The vitamin D receptor (VDR) is associated with antioxidative and anti-inflammatory effects and modulation of the renin-angiotensin-aldosterone system. This study evaluated whether VDR agonist paricalcitol protects renal ischemia-reperfusion (IR) induced tubular injury in rats by evaluating: 1) ATP-dependent tubular Na+ transport; 2) renal redox signaling; 3) renal content of proinflammatory cytokines TNF-α and IL-6; and 4) renal content of renin and angiotensin II receptor type 1 (AT1R). Paricalcitol prevented IR-induced tubular injury, evidenced by the prevention of histopathological changes and renal fibrosis with preservation of the activity of ATP-dependent Na+ transporters in the renal cortex. Paricalcitol decreased renal oxidative stress by reducing NADPH oxidase activity and increasing catalase. Paricalcitol also decreased the renal content of TNF-α, IL-6, and AT1R. The NADPH oxidase inhibitor apocynin did not present additive protection to paricalcitol-induced effects.
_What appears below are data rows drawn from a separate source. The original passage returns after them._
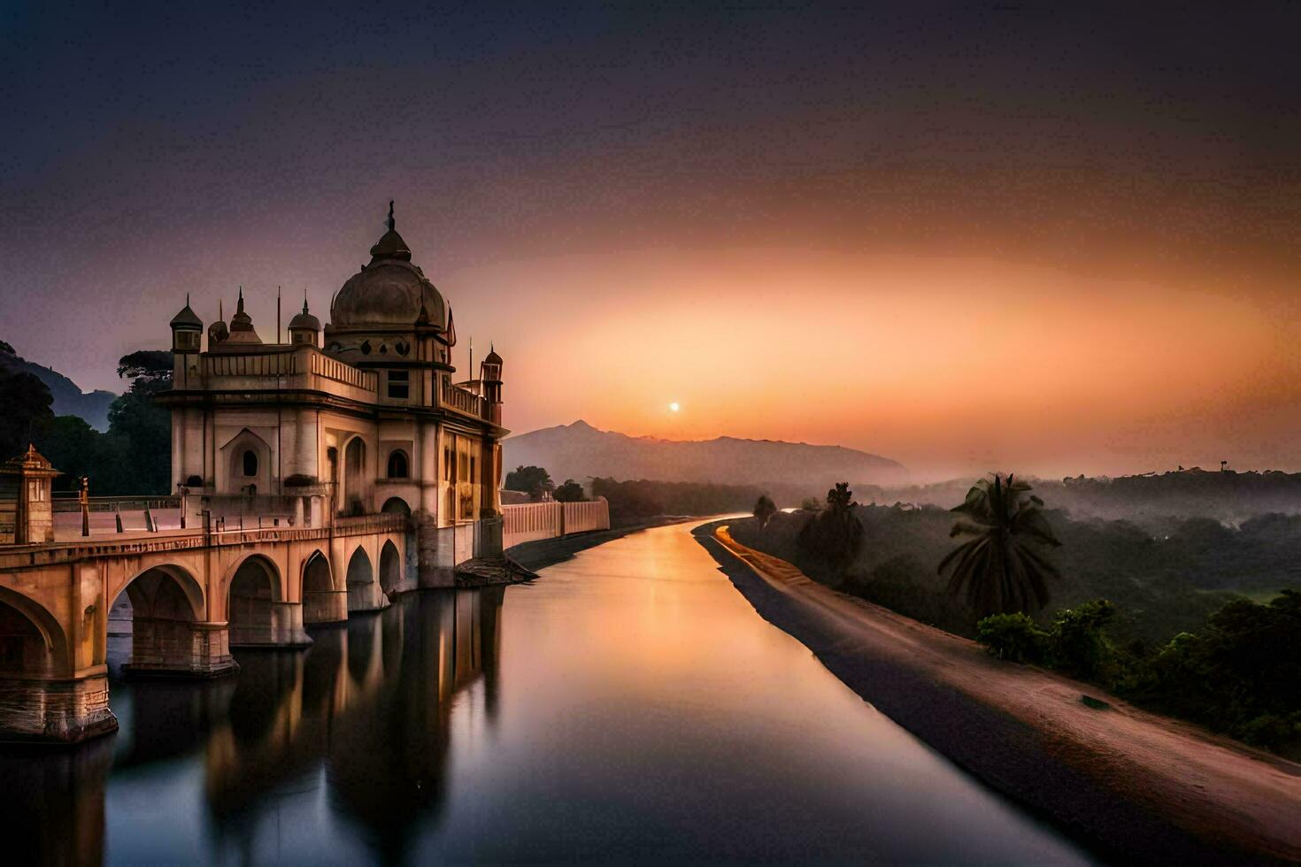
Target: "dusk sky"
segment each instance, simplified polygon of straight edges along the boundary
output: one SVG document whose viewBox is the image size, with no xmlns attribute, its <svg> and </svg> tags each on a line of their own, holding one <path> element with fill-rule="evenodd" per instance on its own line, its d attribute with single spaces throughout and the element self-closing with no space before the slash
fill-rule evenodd
<svg viewBox="0 0 1301 867">
<path fill-rule="evenodd" d="M 7 3 L 0 339 L 272 339 L 396 199 L 516 433 L 1301 469 L 1301 8 L 1138 6 Z"/>
</svg>

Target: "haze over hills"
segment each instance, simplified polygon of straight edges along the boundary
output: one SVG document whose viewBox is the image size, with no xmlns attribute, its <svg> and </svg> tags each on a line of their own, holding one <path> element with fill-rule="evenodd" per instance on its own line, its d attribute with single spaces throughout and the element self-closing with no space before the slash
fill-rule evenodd
<svg viewBox="0 0 1301 867">
<path fill-rule="evenodd" d="M 108 430 L 108 407 L 117 398 L 112 391 L 82 391 L 81 387 L 62 373 L 29 361 L 13 347 L 0 341 L 0 369 L 14 373 L 31 373 L 46 383 L 55 399 L 51 409 L 56 416 L 79 416 L 99 432 Z"/>
<path fill-rule="evenodd" d="M 902 481 L 903 465 L 843 446 L 717 437 L 703 441 L 630 437 L 598 430 L 585 421 L 544 428 L 502 443 L 503 465 L 544 467 L 557 484 L 592 476 L 618 480 L 799 485 L 809 490 L 834 482 Z"/>
</svg>

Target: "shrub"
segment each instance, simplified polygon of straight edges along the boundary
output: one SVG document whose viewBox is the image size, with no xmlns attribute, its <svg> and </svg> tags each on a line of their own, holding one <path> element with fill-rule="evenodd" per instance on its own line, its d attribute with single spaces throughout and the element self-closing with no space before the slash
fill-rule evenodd
<svg viewBox="0 0 1301 867">
<path fill-rule="evenodd" d="M 976 624 L 980 643 L 985 650 L 1015 663 L 1038 663 L 1049 634 L 1034 625 L 1024 612 L 995 614 Z"/>
<path fill-rule="evenodd" d="M 1116 650 L 1105 627 L 1115 614 L 1106 599 L 1059 611 L 1049 629 L 1049 663 L 1081 680 L 1108 682 L 1115 675 Z"/>
<path fill-rule="evenodd" d="M 576 503 L 583 499 L 583 486 L 572 478 L 566 478 L 565 484 L 557 487 L 552 497 L 562 503 Z"/>
</svg>

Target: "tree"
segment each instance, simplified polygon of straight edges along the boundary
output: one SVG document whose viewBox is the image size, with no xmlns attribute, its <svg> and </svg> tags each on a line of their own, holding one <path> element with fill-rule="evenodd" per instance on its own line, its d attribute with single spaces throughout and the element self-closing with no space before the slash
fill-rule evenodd
<svg viewBox="0 0 1301 867">
<path fill-rule="evenodd" d="M 755 519 L 758 521 L 758 525 L 768 526 L 768 521 L 773 515 L 777 515 L 777 503 L 768 494 L 760 494 L 758 499 L 755 500 Z"/>
<path fill-rule="evenodd" d="M 516 467 L 506 473 L 506 490 L 524 491 L 533 500 L 556 490 L 550 473 L 541 467 Z"/>
<path fill-rule="evenodd" d="M 553 497 L 562 503 L 576 503 L 583 499 L 583 486 L 572 478 L 566 478 L 565 484 L 556 489 Z"/>
<path fill-rule="evenodd" d="M 131 473 L 122 482 L 130 490 L 111 487 L 121 494 L 170 493 L 172 415 L 157 406 L 154 396 L 172 387 L 172 352 L 141 350 L 124 355 L 117 361 L 117 376 L 129 378 L 131 387 L 108 408 L 108 435 L 121 441 L 120 448 Z M 101 474 L 112 474 L 109 467 L 99 469 Z M 94 474 L 91 484 L 95 484 Z"/>
<path fill-rule="evenodd" d="M 137 350 L 117 360 L 117 377 L 131 381 L 131 391 L 157 394 L 172 387 L 172 351 Z"/>
<path fill-rule="evenodd" d="M 1049 577 L 1060 577 L 1053 563 L 1030 546 L 1058 547 L 1043 517 L 1043 500 L 1029 494 L 1030 485 L 1008 474 L 982 478 L 967 491 L 961 506 L 950 511 L 965 515 L 950 530 L 950 538 L 972 537 L 939 562 L 939 573 L 950 572 L 948 593 L 965 591 L 967 604 L 977 616 L 1015 614 L 1049 602 Z"/>
<path fill-rule="evenodd" d="M 0 368 L 0 461 L 27 451 L 55 419 L 53 398 L 46 383 L 31 373 Z"/>
<path fill-rule="evenodd" d="M 853 513 L 856 506 L 850 482 L 837 482 L 826 493 L 826 508 L 800 529 L 800 547 L 825 560 L 833 571 L 843 572 L 863 547 L 863 523 Z"/>
</svg>

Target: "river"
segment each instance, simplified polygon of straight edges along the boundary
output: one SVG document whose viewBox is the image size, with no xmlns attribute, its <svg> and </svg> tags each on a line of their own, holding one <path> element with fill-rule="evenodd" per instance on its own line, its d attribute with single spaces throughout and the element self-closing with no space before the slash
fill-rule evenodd
<svg viewBox="0 0 1301 867">
<path fill-rule="evenodd" d="M 0 753 L 10 863 L 1086 861 L 765 623 L 687 526 L 401 597 Z"/>
</svg>

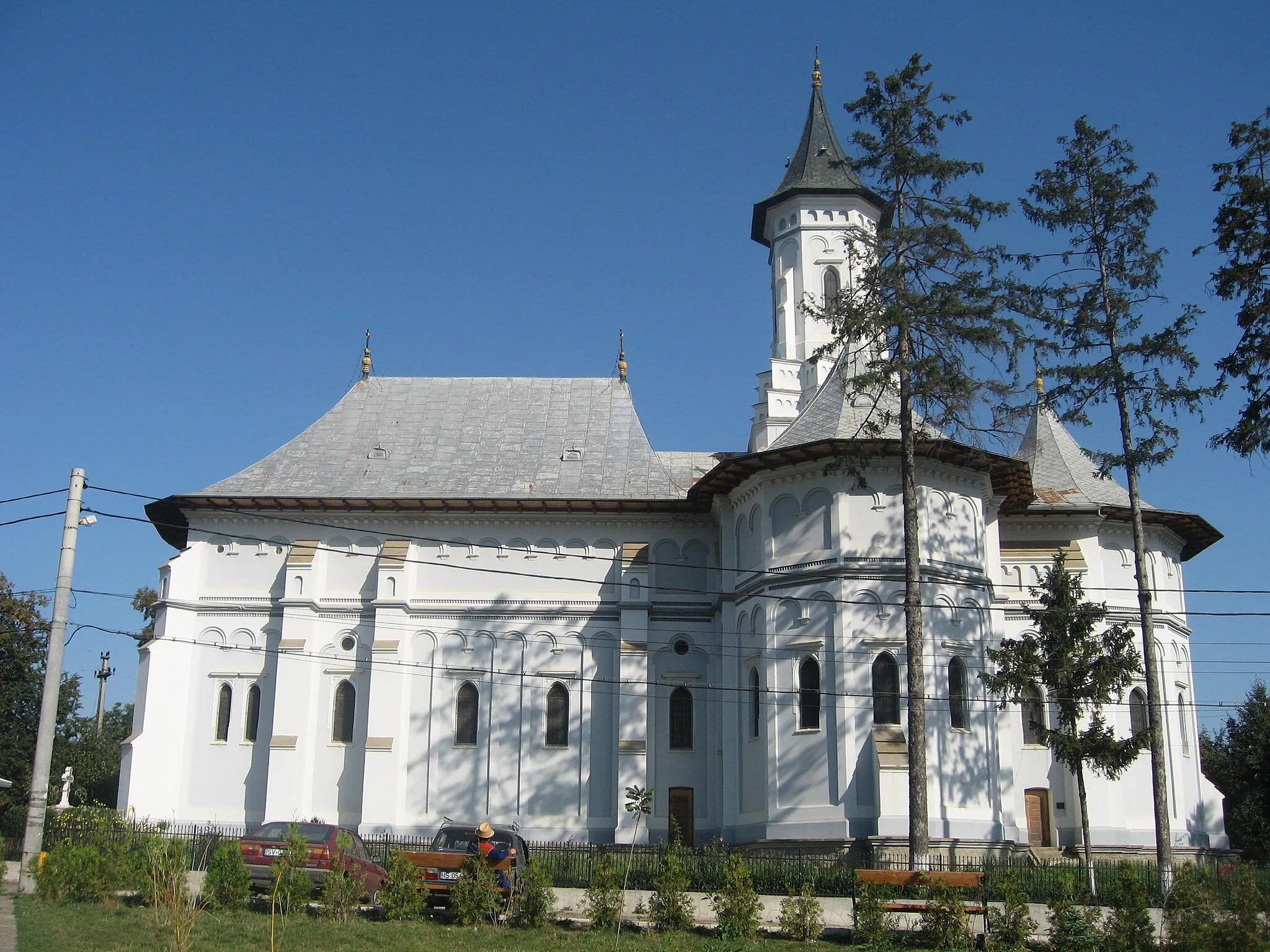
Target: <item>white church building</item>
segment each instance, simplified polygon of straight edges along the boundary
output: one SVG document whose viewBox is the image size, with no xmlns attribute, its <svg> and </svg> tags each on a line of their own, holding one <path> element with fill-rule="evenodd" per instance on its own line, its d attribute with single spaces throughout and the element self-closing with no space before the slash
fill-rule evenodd
<svg viewBox="0 0 1270 952">
<path fill-rule="evenodd" d="M 180 823 L 442 817 L 530 839 L 876 838 L 908 829 L 898 432 L 864 486 L 831 463 L 869 407 L 798 303 L 855 281 L 879 199 L 818 80 L 784 180 L 754 206 L 772 349 L 745 452 L 657 451 L 622 378 L 378 377 L 201 493 L 147 506 L 177 551 L 140 649 L 119 803 Z M 368 360 L 366 364 L 370 369 Z M 867 401 L 866 401 L 867 402 Z M 1135 617 L 1128 494 L 1038 405 L 1019 452 L 919 453 L 932 845 L 1080 839 L 1071 774 L 977 674 L 1029 625 L 1064 551 Z M 1146 513 L 1175 845 L 1226 848 L 1200 773 L 1182 564 L 1220 538 Z M 1036 697 L 1035 710 L 1044 711 Z M 1144 722 L 1134 688 L 1115 707 Z M 1149 755 L 1090 781 L 1096 844 L 1154 843 Z"/>
</svg>

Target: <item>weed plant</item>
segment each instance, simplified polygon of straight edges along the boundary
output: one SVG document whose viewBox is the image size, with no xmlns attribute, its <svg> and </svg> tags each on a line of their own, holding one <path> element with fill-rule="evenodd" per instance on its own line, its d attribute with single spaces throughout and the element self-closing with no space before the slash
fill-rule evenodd
<svg viewBox="0 0 1270 952">
<path fill-rule="evenodd" d="M 824 906 L 810 882 L 781 900 L 781 932 L 794 942 L 815 942 L 824 932 Z"/>
<path fill-rule="evenodd" d="M 591 872 L 583 910 L 592 929 L 612 929 L 622 914 L 621 876 L 608 853 L 602 853 Z"/>
<path fill-rule="evenodd" d="M 232 911 L 244 909 L 250 899 L 251 873 L 243 862 L 243 849 L 236 839 L 222 839 L 207 862 L 203 901 L 208 909 Z"/>
<path fill-rule="evenodd" d="M 758 894 L 749 867 L 739 854 L 728 857 L 723 869 L 723 886 L 710 896 L 719 934 L 725 939 L 749 942 L 758 934 Z"/>
</svg>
The protective effects of paricalcitol on tubular injury induced by renal IR may dependent on the modulation of redox and proinflammatory signaling and renal angiotensin II/AT1R signaling. [Display omitted] •The renal ischemia-reperfusion (IR) impairs ATP-dependent Na+ transport.•The vitamin D receptor (VDR) may be a therapeutic target in renal injury.•The VDR agonist Paricalcitol decreased renal oxidative stress.•Paricalcitol decreased renal content of inflammatory cytokines and AT1R.•Paricalcitol protected ATP-dependent Na+ transport from IR induced changes.